Tell us about your educational/personal training?

Sometimes I think of myself as a self-taught artist. My undergraduate art department was very small and although they were very supportive and allowed us freedom to explore our own approaches to art, they did not have a significant emphasis on skills training. I often found myself asking questions about glazing and other traditional painting methods and finding very few answers among the faculty. So I constantly turned to Google for questions about painting materials and techniques and then learned through trial-and-error as I experimented on the canvas. I still go through a process of trial-and error but one that is not so blind anymore and which is more confident. I also studied History and a little bit of Political Philosophy so my paintings are the creations of a worldview shaped by these disciplines.

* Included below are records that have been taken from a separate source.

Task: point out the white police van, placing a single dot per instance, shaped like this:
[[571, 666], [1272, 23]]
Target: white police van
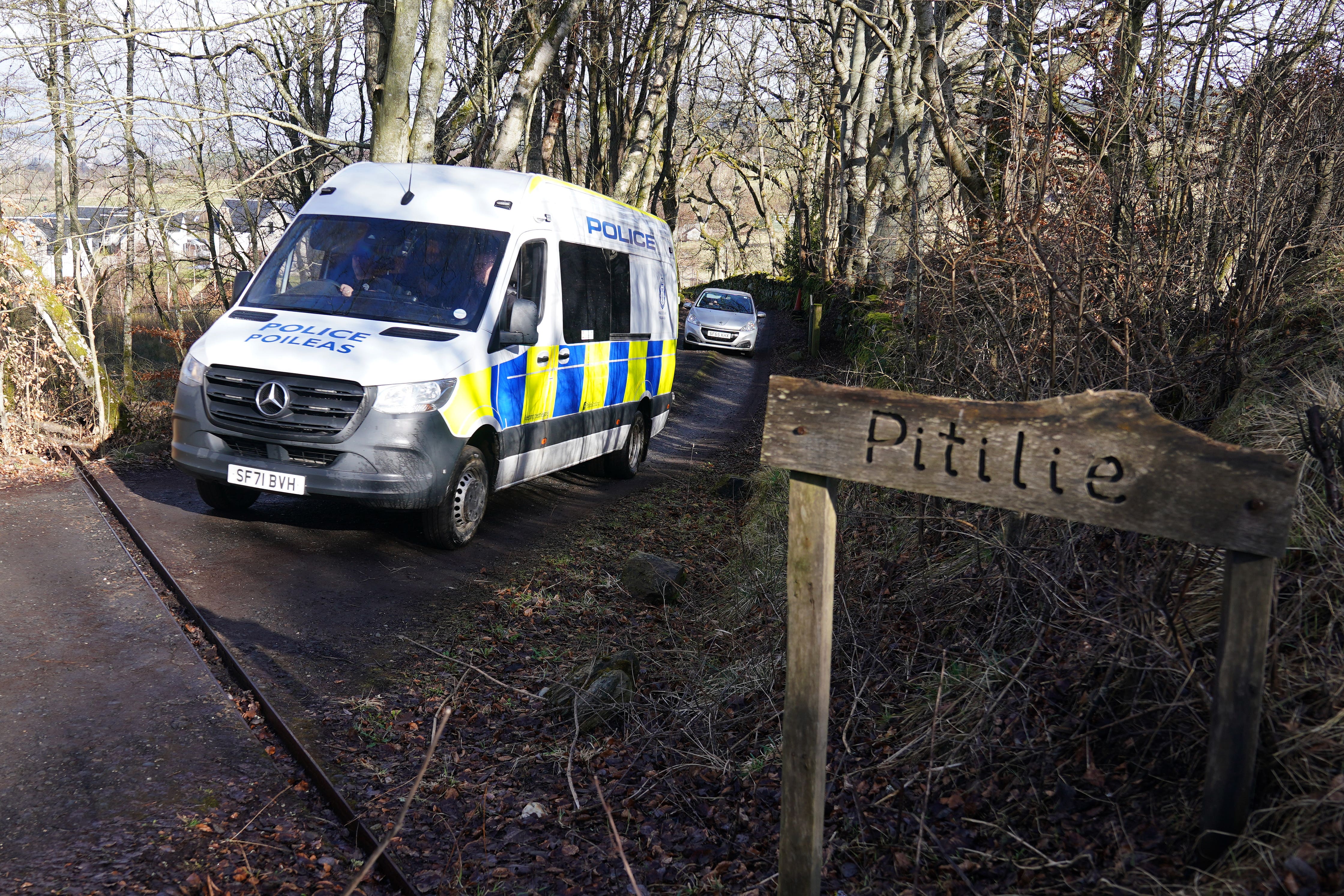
[[425, 335]]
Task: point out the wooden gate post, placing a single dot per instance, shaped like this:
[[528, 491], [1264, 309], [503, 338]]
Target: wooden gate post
[[812, 571], [1238, 695]]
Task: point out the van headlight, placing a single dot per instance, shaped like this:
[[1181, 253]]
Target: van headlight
[[408, 398], [193, 371]]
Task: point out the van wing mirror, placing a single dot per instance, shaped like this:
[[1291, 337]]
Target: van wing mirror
[[241, 281], [522, 330]]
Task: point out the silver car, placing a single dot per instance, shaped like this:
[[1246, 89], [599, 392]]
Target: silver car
[[723, 319]]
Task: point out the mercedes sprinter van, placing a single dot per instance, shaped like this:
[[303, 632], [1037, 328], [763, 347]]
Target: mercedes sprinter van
[[427, 335]]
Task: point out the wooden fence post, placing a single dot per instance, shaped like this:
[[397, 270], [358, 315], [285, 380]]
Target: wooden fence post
[[812, 565], [1238, 695]]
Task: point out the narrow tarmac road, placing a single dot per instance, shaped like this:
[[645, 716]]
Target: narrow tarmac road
[[112, 725]]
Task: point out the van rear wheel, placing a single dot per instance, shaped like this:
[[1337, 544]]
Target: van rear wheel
[[458, 518], [222, 496], [624, 464]]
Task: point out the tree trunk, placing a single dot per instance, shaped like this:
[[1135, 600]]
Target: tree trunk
[[432, 81], [128, 241], [393, 104], [655, 108], [535, 65]]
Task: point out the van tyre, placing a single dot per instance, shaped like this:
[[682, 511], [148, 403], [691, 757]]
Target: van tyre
[[222, 496], [625, 463], [458, 518]]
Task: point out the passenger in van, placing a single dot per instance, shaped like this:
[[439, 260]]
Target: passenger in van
[[375, 266]]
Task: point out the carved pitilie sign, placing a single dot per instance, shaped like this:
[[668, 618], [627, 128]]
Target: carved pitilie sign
[[1099, 457]]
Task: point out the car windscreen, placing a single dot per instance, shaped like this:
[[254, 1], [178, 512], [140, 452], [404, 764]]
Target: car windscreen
[[389, 271], [725, 303]]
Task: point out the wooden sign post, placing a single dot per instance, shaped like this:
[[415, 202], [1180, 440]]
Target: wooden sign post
[[1100, 457]]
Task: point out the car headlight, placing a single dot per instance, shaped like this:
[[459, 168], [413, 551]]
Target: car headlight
[[408, 398], [193, 371]]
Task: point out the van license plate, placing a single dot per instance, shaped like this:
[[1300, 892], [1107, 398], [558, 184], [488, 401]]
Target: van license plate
[[265, 480]]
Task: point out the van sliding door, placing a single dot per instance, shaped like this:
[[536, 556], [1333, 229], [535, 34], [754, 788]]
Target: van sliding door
[[600, 378]]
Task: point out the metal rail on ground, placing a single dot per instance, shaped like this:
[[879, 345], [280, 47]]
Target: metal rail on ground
[[347, 816]]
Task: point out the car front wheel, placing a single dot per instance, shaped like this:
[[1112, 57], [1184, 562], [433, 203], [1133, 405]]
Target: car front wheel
[[458, 518]]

Where do you find inspiration?

From different sources…Sometimes other art, especially master paintings; but always from the world we live in. My paintings are also always influenced by my interest in history, philosophy and politics. Although I hate being called a political artist. Over time I’ve discovered that I always deal with some aspect of humanity. My favorite paintings of all time deal with the human condition: How humans deal with being human – religious experience, moral questions, great events, everyday life, our own biology. People sometimes ask me why I always paint negative things: injustice, violence, etc. I think it is easy to paint puppies and kittens and rainbows, everybody loves these things, but great art challenges us. Great art dares us to ask difficult questions and doesn’t always have a happy ending. Along with the pleasant and beautiful the human world also has many things that are hard to think about in their ugliness and sadness. I think it is important to keep this in mind so that we don’t ignore it just because it isn’t happening in our own backyard.

What is your favorite medium to work with?

Drawing has always come naturally to me and painting is something that I’ve always struggled with. Recently I’ve started to try to combine the two by working monochromatically with oil paint more as a drawing tool than as a painterly one. I now find that I am better at drawing this way than with the traditional pencil or charcoal stick. I usually prepare the canvas with a translucent burnt umber ground, let it dry completely and then draw with thinned raw umber. I use a bristle brush, usually round, and scrub the paint into the canvas, almost sculpting with it as I move it around. The result is similar to Mark Tansey’s monochromatic paintings – “Triumph of the New York School” being a well-known example. I use this approach for studies and underpainting. But I’m also slowly trying to teach myself how to apply the paint in different ways, with a palette knife, wet into wet as opposed to indirectly, impasto, etc. And to make better use of color, which I’ve always struggled with. In the end I hope to arrive at a technique that merges thick and thin, translucent with opaque, and rough with smooth. Similar to the way paint was applied during the Baroque.